Nouveauté dans l’histoire : la loi d’orientation et de programmation de la sécurité
(LOPS) de 1995 reprend l’idée pour la première fois d’une coproduction de sécurité publique
et privée.
Mise en place d’une gestion pluraliste de la sécurité des personnes, des biens et des
informations.
Changement de position : les fonctionnaires commencent à voir des vertus à la sécurité
privée à caractère marchand.
Le développement du dispositif des emplois jeunes des adjoints de sécurité a mis en
avant le recours aux minorités visibles pour que la police « soit à l’image de toutes les
composantes de la situation ». Les entreprises de sécurité privée vont par la suite intégrer les
adjoints de sécurité dans leur rang (sorte de reconversion).
Enquêtes sur les technologies de surveillance à distance
Ce secteur a été confié au contrôle préfectoral ad hoc plutôt qu’à la CNIL.

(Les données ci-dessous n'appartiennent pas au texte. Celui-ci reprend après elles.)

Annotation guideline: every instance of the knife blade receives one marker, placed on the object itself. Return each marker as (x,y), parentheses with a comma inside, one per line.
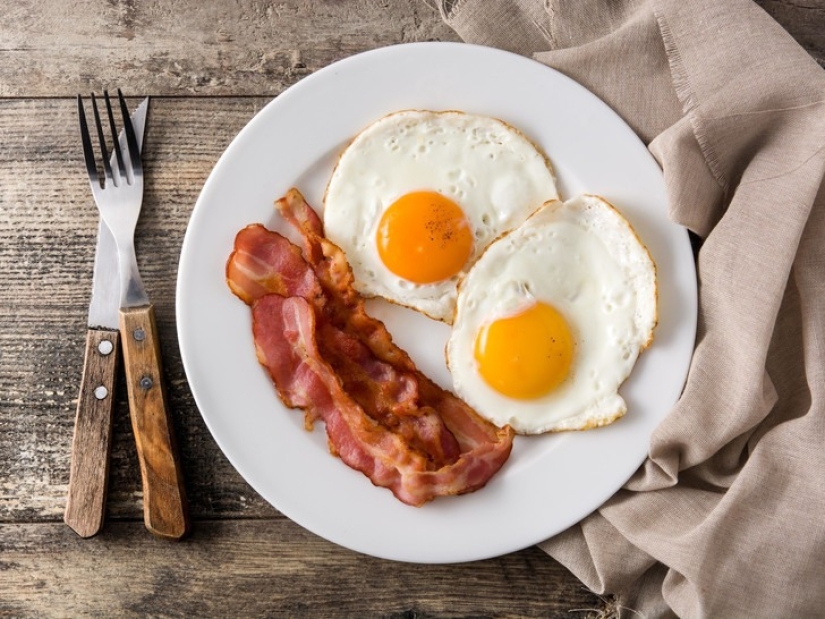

Ces technologies sont la pierre supplémentaire de l’édification d’un Etat de sécurité.
En les confiant à la sécurité privée (on pense particulièrement aux policiers municipaux des
collectivités territoriales) mais en les instrumentalisant à son profit, l’Etat a exonéré largement
ces dispositifs d’un contrôle administratif.
Y a-t-il une spécificité française dans l’art de gouverner la sécurité ?
Au début du XXIème siècle, la reconnaissance du secteur privé par les pouvoirs
publics est quasiment finie. On parle aujourd’hui d’une coproduction de la sécurité.
Métaphore : « l’Etat apparaît ex post ante comme le barreur d’un navire qui essaie de
contrôler un mouvement qui lui échappe, tandis qu’une multitude de rameurs, privés et
locaux, mettent en œuvre la sécurité au quotidien ».